In a study conducted in Scotland, chronically infected typhoid and paratyphoid individuals exhibited superior incidence of GBC and some were exposed to colon, rectum, pancreas and lung cancer coupled with other rarely occurring neoplasms[35]. Consequent investigations confirmed these findings, suggesting typhoid infected individuals with enhanced incidence of the hepatobiliary cancer, though not supported by any serological evidence[43]. On the other hand, serological investigations performed in Northern India, indicated that the frequencies of isolation of S. typhi from bile, gallstones and gallbladder tissue from GBC infected individuals were significantly higher in comparison to those individuals who were suffering from benign gallbladder cancer[44]. The proportion of people having anti-Vi serum antibody titers were 38.5 %, 13.9 % and 9.2 % for GBC patients, benign gallbladder cancer and healthy individuals, respectively. In a study conducted by Tewari et al.[45] hepatobiliary samples from GBC patients contained 67.3 % of S. typhi flagellin gene which was detected using a specific nested Polymerase Chain Reaction (PCR) technique.
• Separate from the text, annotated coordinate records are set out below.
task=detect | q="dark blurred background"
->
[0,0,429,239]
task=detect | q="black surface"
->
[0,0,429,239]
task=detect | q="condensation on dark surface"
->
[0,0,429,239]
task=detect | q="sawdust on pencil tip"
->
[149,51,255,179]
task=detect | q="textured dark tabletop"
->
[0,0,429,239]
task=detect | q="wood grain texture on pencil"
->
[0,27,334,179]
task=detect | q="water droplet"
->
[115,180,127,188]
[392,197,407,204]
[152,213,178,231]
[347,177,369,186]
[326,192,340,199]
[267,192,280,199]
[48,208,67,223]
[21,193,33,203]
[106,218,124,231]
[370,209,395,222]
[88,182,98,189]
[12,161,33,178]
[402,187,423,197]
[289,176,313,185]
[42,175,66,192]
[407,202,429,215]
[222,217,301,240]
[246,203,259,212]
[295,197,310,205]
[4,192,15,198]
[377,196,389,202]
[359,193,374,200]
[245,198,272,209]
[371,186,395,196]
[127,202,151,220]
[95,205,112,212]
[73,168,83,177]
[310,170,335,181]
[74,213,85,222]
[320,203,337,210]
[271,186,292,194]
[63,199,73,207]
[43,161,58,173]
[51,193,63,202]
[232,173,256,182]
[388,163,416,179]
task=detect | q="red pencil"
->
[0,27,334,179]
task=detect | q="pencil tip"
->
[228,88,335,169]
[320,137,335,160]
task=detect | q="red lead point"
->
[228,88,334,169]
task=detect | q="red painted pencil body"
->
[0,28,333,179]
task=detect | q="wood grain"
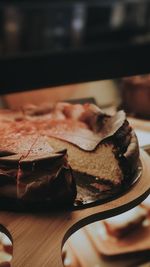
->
[0,151,150,267]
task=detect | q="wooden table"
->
[0,151,150,267]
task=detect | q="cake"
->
[0,103,139,206]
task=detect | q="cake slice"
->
[0,103,139,205]
[0,136,76,205]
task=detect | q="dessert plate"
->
[0,151,150,267]
[74,160,142,208]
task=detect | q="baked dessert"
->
[0,103,139,205]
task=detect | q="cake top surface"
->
[0,103,126,153]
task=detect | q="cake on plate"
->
[0,103,139,203]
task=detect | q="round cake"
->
[0,103,139,207]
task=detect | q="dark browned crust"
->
[0,150,77,206]
[0,102,139,203]
[112,120,139,182]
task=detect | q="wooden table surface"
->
[0,151,150,267]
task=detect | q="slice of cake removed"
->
[0,136,76,205]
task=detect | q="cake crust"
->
[0,103,139,202]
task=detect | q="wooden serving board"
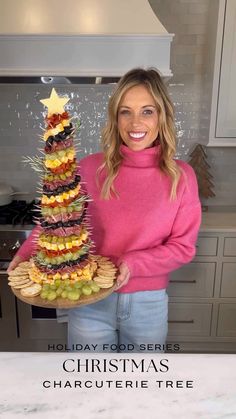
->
[11,283,116,308]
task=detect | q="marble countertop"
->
[0,352,236,419]
[0,206,236,232]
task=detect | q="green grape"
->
[48,291,57,301]
[82,285,92,295]
[56,287,63,297]
[61,290,67,298]
[42,284,50,291]
[74,281,84,289]
[40,291,48,300]
[66,285,74,292]
[54,278,61,287]
[44,257,51,265]
[64,253,71,261]
[64,279,70,286]
[90,282,100,292]
[68,290,80,301]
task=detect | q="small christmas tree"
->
[28,89,92,284]
[189,144,215,209]
[19,89,117,304]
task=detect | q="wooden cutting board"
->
[11,283,116,308]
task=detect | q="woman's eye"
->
[119,109,129,115]
[143,109,153,115]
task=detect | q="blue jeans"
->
[68,290,168,353]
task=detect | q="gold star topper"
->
[40,88,70,116]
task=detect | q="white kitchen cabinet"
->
[168,230,236,353]
[208,0,236,147]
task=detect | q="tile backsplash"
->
[0,0,236,205]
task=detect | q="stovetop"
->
[0,201,39,226]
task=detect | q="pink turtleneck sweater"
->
[18,145,201,292]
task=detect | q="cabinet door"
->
[220,262,236,298]
[217,304,236,337]
[168,262,215,297]
[216,0,236,138]
[168,303,212,337]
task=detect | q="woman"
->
[7,69,201,352]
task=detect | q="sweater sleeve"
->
[118,166,201,276]
[15,226,42,260]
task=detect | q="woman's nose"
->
[131,113,141,125]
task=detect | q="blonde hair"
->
[97,68,180,199]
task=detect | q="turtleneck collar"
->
[120,144,161,167]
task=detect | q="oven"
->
[0,201,67,352]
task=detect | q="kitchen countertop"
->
[0,352,236,419]
[0,206,236,232]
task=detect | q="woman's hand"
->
[7,256,23,273]
[116,262,130,290]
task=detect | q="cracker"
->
[93,276,114,285]
[97,282,114,288]
[8,268,28,276]
[20,284,42,297]
[96,268,116,279]
[9,281,33,290]
[9,274,29,281]
[8,277,30,285]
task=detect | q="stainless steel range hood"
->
[0,0,173,82]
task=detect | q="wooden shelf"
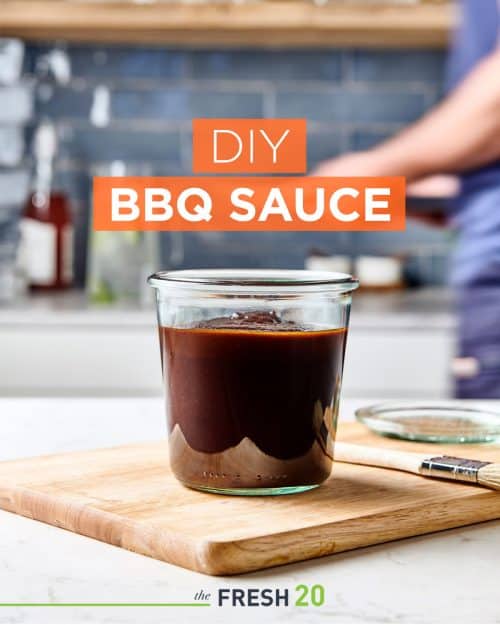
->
[0,0,456,48]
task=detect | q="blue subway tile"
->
[307,128,346,170]
[68,46,189,80]
[191,50,342,81]
[111,88,189,120]
[112,87,264,121]
[190,89,264,118]
[60,126,180,165]
[276,89,427,123]
[36,87,93,119]
[349,50,445,83]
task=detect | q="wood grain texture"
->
[0,0,456,48]
[0,424,500,575]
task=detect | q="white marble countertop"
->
[0,398,500,623]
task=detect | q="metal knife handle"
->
[420,456,491,484]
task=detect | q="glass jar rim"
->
[148,269,359,293]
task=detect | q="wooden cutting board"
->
[0,423,500,575]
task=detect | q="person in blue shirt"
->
[314,0,500,398]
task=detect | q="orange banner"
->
[193,119,307,174]
[93,176,405,231]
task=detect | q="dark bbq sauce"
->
[160,311,346,489]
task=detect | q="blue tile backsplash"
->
[26,45,449,283]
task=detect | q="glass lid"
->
[355,403,500,443]
[148,269,358,292]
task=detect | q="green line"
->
[0,603,211,608]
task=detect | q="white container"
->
[305,255,352,273]
[354,256,403,288]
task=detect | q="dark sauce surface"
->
[160,311,346,487]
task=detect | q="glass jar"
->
[149,270,358,495]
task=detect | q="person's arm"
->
[313,50,500,182]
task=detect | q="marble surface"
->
[0,398,500,623]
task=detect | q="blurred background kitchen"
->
[0,0,472,398]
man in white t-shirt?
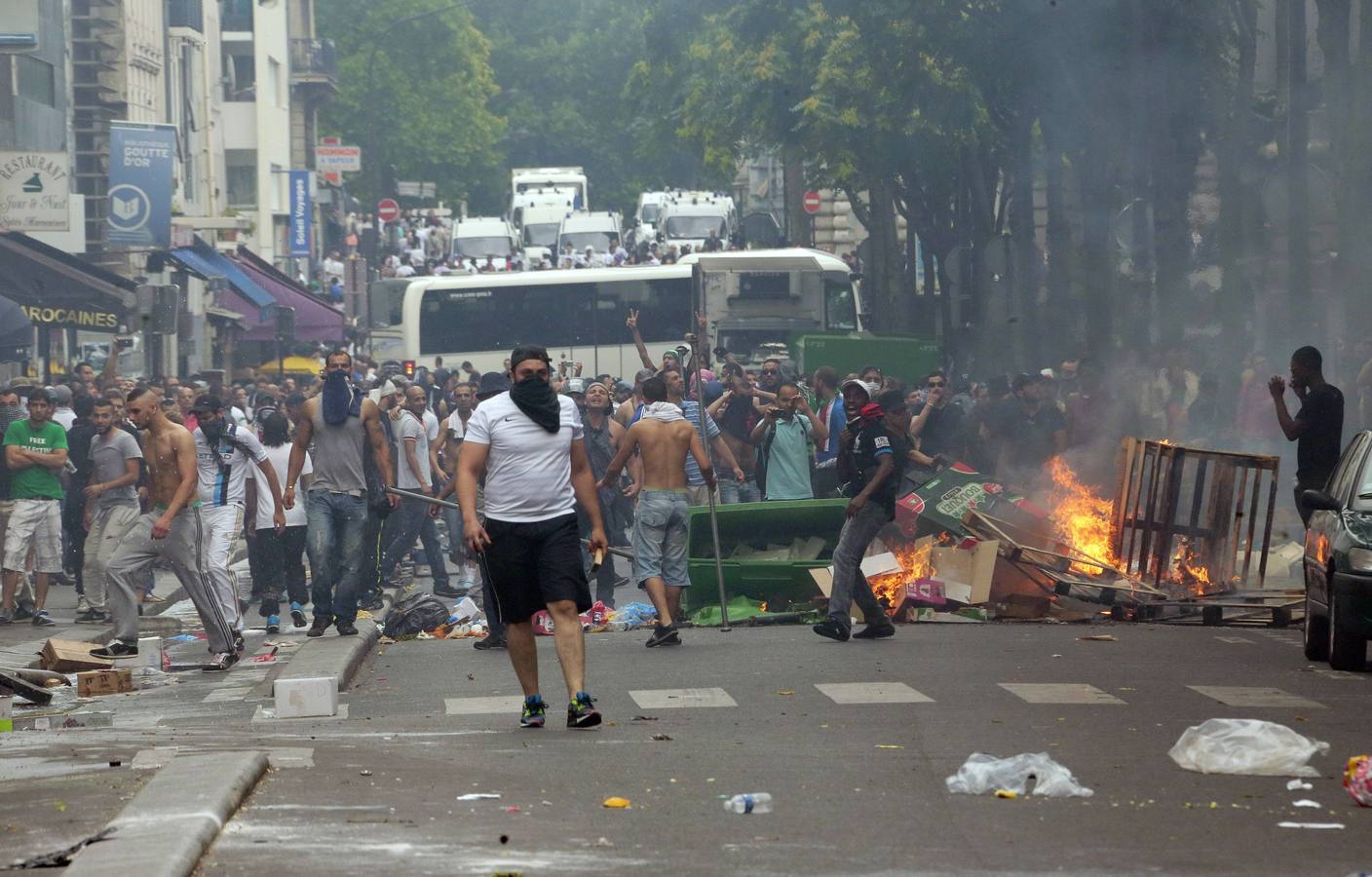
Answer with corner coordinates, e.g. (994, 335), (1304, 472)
(191, 394), (286, 644)
(381, 384), (431, 582)
(457, 347), (609, 727)
(245, 409), (314, 634)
This percentage was significantly lower in individuals among benign gallbladder disease individuals.

Histologically, over 80 % of GBC are associated with gallstones while 10 % are associated with adenocarcinomas[46]. Studies have shown that chronic S. typhi carrier status is strongly correlated with the presence of gallstones[47].

Although GBC and S. typhi exhibit positive association, the mechanism that facilitate chronic persistence as well as the possible carcinogenic properties of S. typhi remain unclear. The production of biofilms may contribute significantly to the colonization and chronic persistence of S. typhi. This observation is supported by some findings indicating that a lipid-rich bile with antimicrobial characteristics situated in the gallbladder enhances the synthesis of O-antigen that enables the formation of S. typhi biofilm on human gallstones[48]. Hence, gallstones which are embedded with biofilm may represent the most conducive niche for the persistence of bacteria in the gallbladder and may cause recolonization of the intestinal tract and shedding via faeces. This phenomenon will lead to the transmission of bacterial agent to a new host.

On the contrary, non-typhoidal Salmonella species (S. choleraesuis and S. typhimurium) that provoke superior immune response in comparison to the typhoidal species and are associated with systemic sickness which have yet not reported to have any connection with disease of gallbladder or cancer as well[49].

S. bovis:

S. bovis is presently named Streptococcus gallolyticus (S. gallolyticus). According to the reports, about 25 %-80 % of the individuals with bacteremia due to S. gallolyticus, experience colorectal tumors[50]. It has been reported that S. bovis infected individuals have experienced CRC and incidence of colonic neoplasia[51]. It has been reported that 94 % and 18 % of individuals face the issue of bacteremia linked with CRC, was in fact specifically associated with S. bovis biotypes I and II, respectively[52].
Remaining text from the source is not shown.